Why Russia Is Burning
Yes, it’s the hottest summer on record, but there’s more to it.
Moscow has been choking through an unrelenting pea-soup smog. Smoldering under record heat, the peat bogs in the land that surrounds the city have been catching fire.
Peat is a kind of decomposed, compacted, vegetation, with lots of carbon. Before coal and oil took over, people used to dig up blocks of peat, dry it out, and then burn it for fuel. Dry peat is highly combustible.
If it’s not dried out though, it won’t burn. So why are the once-marshy Russian peat bogs burning?
Because they were deliberately drained.
How the peat bogs dried out
It started about 100 years ago when Russian engineers drained the bogs and marshes to dry out the peat and burn it in power stations to produce electricity. They continued draining the bogs and drying out the peat for another 40 years until natural gas was discovered in Siberia in the late 1950s.
But the bogs were never re-flooded. They’re bone dry, and highly flammable.
Worse, you can’t put out a peat fire like you can a forest fire – by simply dropping lots of water on it. The peat fires spread underground, with lots of air pockets (again caused by the drying out). So, it’s virtually impossible to get the whole thing. You soak one area, but deep underground, the smoldering core is reaching out through the peat network until it suddenly explodes somewhere else. It’s like chasing an invisible enemy.

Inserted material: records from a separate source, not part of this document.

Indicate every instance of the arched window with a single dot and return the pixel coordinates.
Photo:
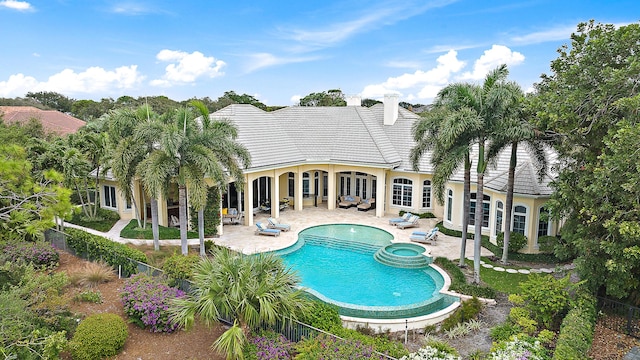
(486, 207)
(305, 185)
(449, 204)
(292, 185)
(520, 219)
(499, 214)
(543, 222)
(402, 192)
(426, 194)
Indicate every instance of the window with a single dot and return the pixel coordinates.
(486, 207)
(402, 192)
(449, 204)
(305, 185)
(292, 184)
(499, 209)
(543, 222)
(520, 219)
(110, 197)
(426, 194)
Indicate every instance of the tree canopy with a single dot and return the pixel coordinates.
(589, 106)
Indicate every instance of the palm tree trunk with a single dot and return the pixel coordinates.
(182, 200)
(509, 202)
(154, 224)
(477, 240)
(465, 209)
(201, 230)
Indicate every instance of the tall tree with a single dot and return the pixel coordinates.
(514, 130)
(439, 131)
(587, 104)
(190, 149)
(249, 289)
(333, 97)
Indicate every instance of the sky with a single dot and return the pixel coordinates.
(280, 51)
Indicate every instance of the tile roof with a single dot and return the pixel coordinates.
(353, 135)
(53, 121)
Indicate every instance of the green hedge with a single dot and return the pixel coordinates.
(95, 247)
(576, 332)
(459, 281)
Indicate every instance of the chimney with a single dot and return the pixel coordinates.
(353, 100)
(390, 109)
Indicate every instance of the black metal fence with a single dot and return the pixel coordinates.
(291, 329)
(622, 318)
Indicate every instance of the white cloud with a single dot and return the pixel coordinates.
(295, 99)
(497, 55)
(94, 80)
(16, 5)
(187, 68)
(262, 60)
(422, 81)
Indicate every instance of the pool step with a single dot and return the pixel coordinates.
(406, 262)
(334, 243)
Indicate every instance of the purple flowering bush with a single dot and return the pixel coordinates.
(330, 348)
(268, 345)
(146, 300)
(40, 254)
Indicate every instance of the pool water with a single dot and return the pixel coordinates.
(336, 265)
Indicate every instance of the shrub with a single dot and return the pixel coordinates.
(516, 242)
(431, 353)
(322, 316)
(99, 336)
(98, 248)
(546, 298)
(519, 348)
(576, 332)
(89, 296)
(146, 300)
(268, 345)
(504, 332)
(330, 348)
(40, 254)
(180, 267)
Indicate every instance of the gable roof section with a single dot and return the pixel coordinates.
(53, 121)
(312, 134)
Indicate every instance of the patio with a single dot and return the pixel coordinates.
(242, 238)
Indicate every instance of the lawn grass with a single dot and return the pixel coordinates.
(500, 280)
(132, 231)
(106, 220)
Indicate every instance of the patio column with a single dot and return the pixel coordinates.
(298, 198)
(331, 189)
(248, 201)
(275, 199)
(381, 196)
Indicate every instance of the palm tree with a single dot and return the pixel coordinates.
(439, 131)
(187, 151)
(513, 131)
(250, 290)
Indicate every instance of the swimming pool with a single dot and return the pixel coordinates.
(336, 264)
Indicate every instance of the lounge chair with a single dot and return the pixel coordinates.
(347, 201)
(274, 224)
(412, 222)
(366, 204)
(263, 230)
(425, 237)
(403, 218)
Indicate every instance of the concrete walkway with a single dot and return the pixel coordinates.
(243, 238)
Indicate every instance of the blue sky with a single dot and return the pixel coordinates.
(279, 51)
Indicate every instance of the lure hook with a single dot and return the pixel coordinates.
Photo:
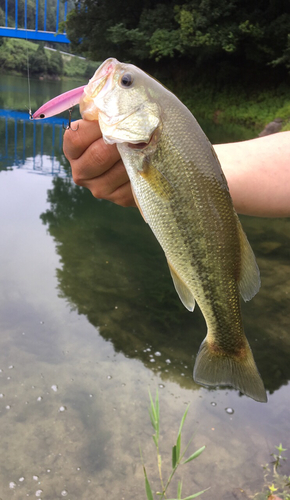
(69, 122)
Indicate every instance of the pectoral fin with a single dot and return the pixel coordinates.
(182, 289)
(137, 203)
(249, 281)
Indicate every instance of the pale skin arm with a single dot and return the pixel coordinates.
(257, 171)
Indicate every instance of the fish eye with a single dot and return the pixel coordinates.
(127, 80)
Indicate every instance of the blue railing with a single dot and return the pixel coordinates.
(34, 33)
(14, 150)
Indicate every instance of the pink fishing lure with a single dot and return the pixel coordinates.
(59, 103)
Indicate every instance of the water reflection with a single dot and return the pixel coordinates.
(74, 407)
(33, 145)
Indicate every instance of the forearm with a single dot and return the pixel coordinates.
(258, 174)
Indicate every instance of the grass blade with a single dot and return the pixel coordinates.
(194, 455)
(178, 444)
(182, 420)
(147, 486)
(191, 496)
(174, 460)
(195, 495)
(179, 489)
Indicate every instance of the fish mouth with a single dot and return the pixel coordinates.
(97, 87)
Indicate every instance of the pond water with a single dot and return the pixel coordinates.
(90, 321)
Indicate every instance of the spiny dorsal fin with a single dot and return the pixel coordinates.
(249, 281)
(182, 289)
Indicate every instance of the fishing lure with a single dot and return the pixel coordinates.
(60, 103)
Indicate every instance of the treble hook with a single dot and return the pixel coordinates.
(69, 122)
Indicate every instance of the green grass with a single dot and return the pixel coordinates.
(250, 107)
(177, 456)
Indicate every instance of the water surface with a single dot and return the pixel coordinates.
(90, 320)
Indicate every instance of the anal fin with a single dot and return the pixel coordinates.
(214, 368)
(182, 289)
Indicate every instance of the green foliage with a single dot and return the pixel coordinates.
(177, 455)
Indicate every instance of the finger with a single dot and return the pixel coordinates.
(96, 160)
(75, 142)
(105, 185)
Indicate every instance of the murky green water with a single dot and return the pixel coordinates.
(90, 320)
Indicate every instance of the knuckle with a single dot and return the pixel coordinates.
(77, 178)
(98, 154)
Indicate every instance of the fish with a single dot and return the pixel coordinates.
(182, 193)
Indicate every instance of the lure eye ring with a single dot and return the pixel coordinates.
(126, 80)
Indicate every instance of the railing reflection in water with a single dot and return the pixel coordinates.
(31, 144)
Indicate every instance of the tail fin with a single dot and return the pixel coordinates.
(212, 368)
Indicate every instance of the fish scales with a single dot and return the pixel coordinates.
(183, 195)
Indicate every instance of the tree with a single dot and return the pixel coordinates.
(199, 30)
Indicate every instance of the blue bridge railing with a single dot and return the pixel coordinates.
(32, 144)
(36, 32)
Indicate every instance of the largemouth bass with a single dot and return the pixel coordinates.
(181, 191)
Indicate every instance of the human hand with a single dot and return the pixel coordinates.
(97, 165)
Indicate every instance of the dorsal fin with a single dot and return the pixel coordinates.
(182, 289)
(249, 281)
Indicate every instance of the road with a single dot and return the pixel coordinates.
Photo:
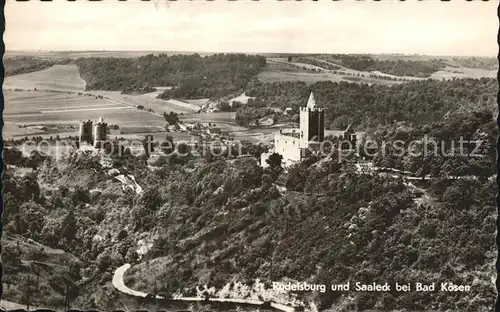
(119, 284)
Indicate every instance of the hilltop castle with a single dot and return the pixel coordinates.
(293, 143)
(93, 133)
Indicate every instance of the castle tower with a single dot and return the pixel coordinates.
(85, 133)
(100, 133)
(312, 123)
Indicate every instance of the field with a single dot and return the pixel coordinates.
(58, 77)
(279, 69)
(276, 72)
(78, 54)
(464, 72)
(59, 111)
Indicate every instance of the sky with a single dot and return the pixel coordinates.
(427, 27)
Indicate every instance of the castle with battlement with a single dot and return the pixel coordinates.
(292, 144)
(93, 133)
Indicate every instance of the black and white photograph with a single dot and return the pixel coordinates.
(196, 156)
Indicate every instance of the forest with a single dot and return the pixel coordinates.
(219, 219)
(369, 106)
(193, 76)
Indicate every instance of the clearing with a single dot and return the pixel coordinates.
(60, 113)
(57, 77)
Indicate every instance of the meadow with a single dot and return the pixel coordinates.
(24, 110)
(58, 77)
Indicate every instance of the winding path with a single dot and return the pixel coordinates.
(119, 284)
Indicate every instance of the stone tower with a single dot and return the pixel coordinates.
(312, 123)
(100, 133)
(85, 134)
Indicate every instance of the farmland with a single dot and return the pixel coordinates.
(280, 69)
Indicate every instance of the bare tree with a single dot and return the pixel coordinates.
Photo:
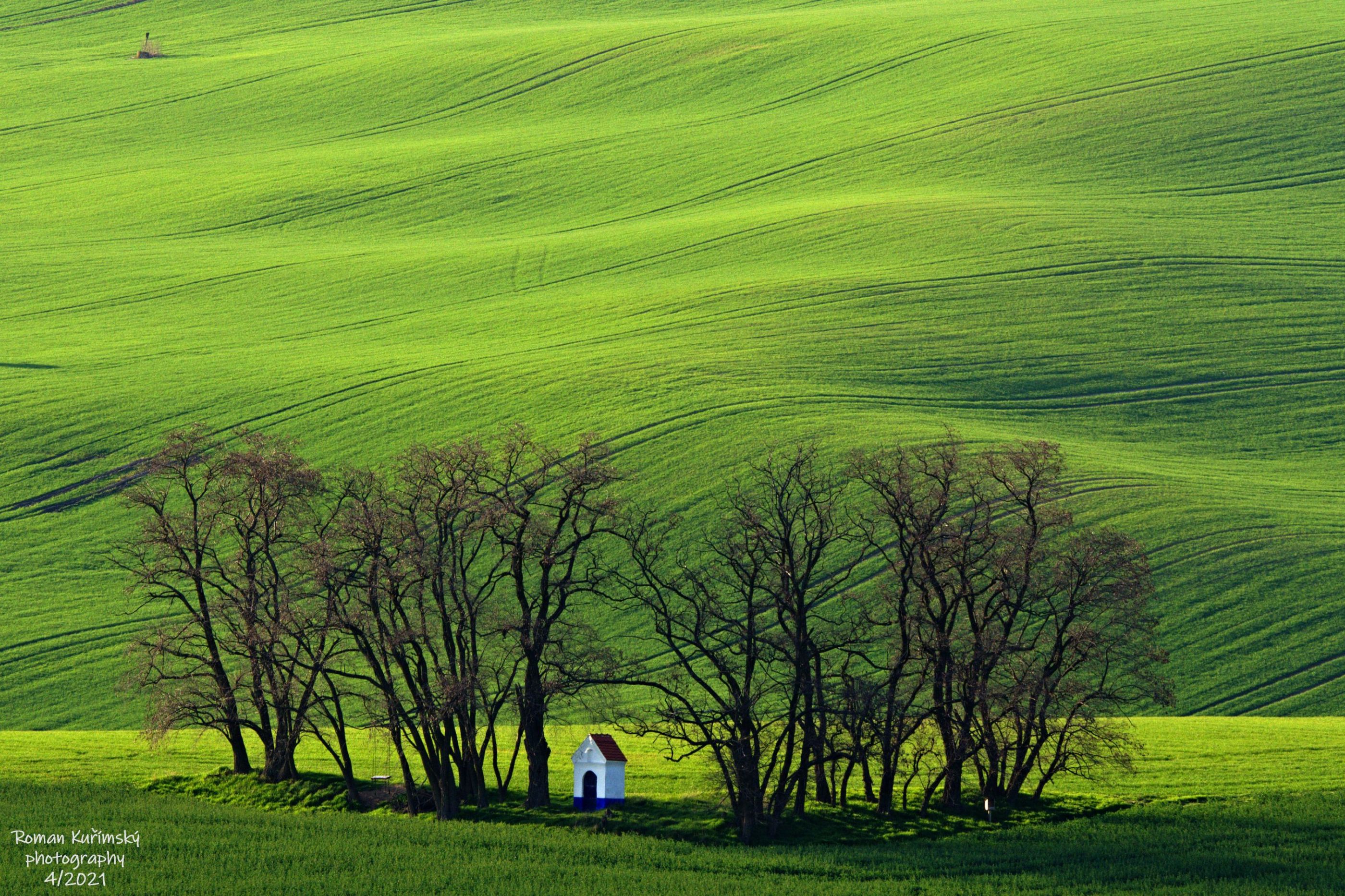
(725, 680)
(552, 512)
(459, 568)
(261, 584)
(189, 677)
(1003, 602)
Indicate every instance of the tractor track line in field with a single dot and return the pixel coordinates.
(858, 76)
(73, 15)
(1269, 682)
(1278, 182)
(160, 292)
(158, 103)
(518, 88)
(951, 125)
(72, 631)
(1302, 690)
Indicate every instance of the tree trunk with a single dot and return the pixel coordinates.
(953, 785)
(533, 720)
(236, 740)
(408, 781)
(280, 762)
(887, 785)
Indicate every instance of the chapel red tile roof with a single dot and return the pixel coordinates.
(610, 750)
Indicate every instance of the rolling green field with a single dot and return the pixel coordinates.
(698, 229)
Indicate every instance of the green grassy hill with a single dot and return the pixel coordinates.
(698, 229)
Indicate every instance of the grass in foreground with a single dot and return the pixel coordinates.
(696, 228)
(1184, 758)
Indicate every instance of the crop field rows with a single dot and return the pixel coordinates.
(698, 230)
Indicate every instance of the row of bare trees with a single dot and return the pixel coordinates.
(907, 614)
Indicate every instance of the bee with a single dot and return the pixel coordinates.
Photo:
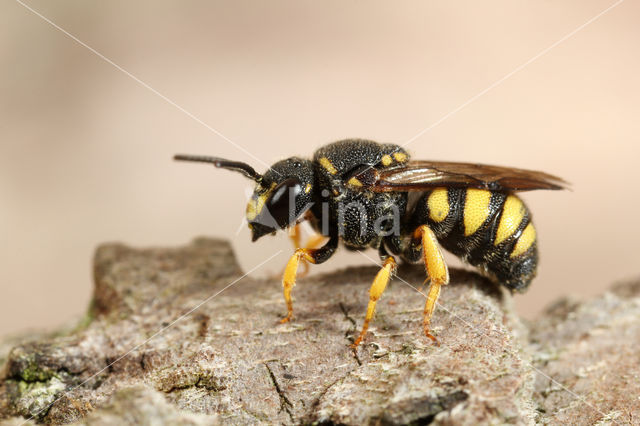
(364, 194)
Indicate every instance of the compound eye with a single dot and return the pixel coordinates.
(281, 204)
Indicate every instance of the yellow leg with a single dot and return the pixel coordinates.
(375, 292)
(313, 243)
(289, 279)
(437, 271)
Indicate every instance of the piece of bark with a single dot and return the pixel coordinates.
(229, 360)
(589, 357)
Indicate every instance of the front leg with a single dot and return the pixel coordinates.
(315, 256)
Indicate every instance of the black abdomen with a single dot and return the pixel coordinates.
(489, 230)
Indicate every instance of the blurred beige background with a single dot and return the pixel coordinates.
(85, 151)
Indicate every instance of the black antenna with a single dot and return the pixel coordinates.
(237, 166)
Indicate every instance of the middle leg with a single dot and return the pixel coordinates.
(436, 269)
(375, 292)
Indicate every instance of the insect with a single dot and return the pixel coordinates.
(371, 195)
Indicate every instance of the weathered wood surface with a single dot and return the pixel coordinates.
(151, 351)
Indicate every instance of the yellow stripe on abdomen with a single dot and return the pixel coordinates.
(513, 212)
(525, 240)
(438, 203)
(476, 209)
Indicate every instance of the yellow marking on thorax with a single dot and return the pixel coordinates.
(525, 241)
(255, 205)
(354, 182)
(438, 203)
(400, 157)
(326, 163)
(476, 209)
(513, 212)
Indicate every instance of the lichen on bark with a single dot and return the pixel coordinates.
(150, 350)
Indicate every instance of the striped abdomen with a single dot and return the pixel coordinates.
(489, 230)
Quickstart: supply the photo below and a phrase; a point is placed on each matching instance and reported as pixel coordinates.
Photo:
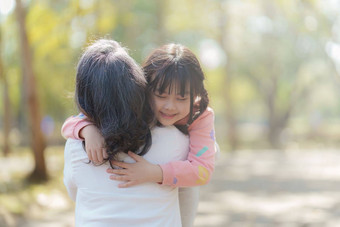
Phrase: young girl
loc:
(106, 72)
(176, 90)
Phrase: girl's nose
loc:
(169, 105)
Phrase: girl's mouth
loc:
(167, 116)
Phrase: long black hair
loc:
(110, 91)
(176, 65)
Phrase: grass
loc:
(20, 199)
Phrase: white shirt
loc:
(99, 201)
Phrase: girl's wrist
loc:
(157, 174)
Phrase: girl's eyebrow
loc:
(185, 93)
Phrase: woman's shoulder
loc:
(74, 149)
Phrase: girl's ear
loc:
(197, 100)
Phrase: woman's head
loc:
(110, 91)
(175, 84)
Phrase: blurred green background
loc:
(272, 70)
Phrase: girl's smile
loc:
(170, 107)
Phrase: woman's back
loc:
(99, 201)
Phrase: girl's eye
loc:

In one area of the fire, it was reported that firefighters had pumped water from a nearby lake at the rate of a 100 gallons of water a minute, around the clock, to reach all the arteries of what was happening underground. All that remained, apparently, was a muddy swamp with charred stumps of trees.
So, was the fire out? No. It was still burning underground, spewing smoke through surface vents.
Massively more smoke than a forest fire
Peat fires can burn up to 10 times more material in any given area than an above-ground forest-type fire. They produce massively more smoke, heavy smoke that, because it’s cooler than in a forest fire, stays close to the ground rather than being drawn up into the sky. So, far more of it reaches into homes and other buildings, creating more health problems for humans and other animals.
Moscow is particularly vulnerable to peat fires. The nearby city of Elektrogorsk (Electrical City) was built in 1912, 50 miles from Moscow, to house the new peat-fired power plants. Today, several of the fires are burning in the dried-out bogs around Elektrogorsk.
Burning up the crops
Latest news (August 15th) is that the fires have destroyed 25 percent of the Russian grain crop, and that grain exports have been halted … which will have repercussions in poor countries around the world.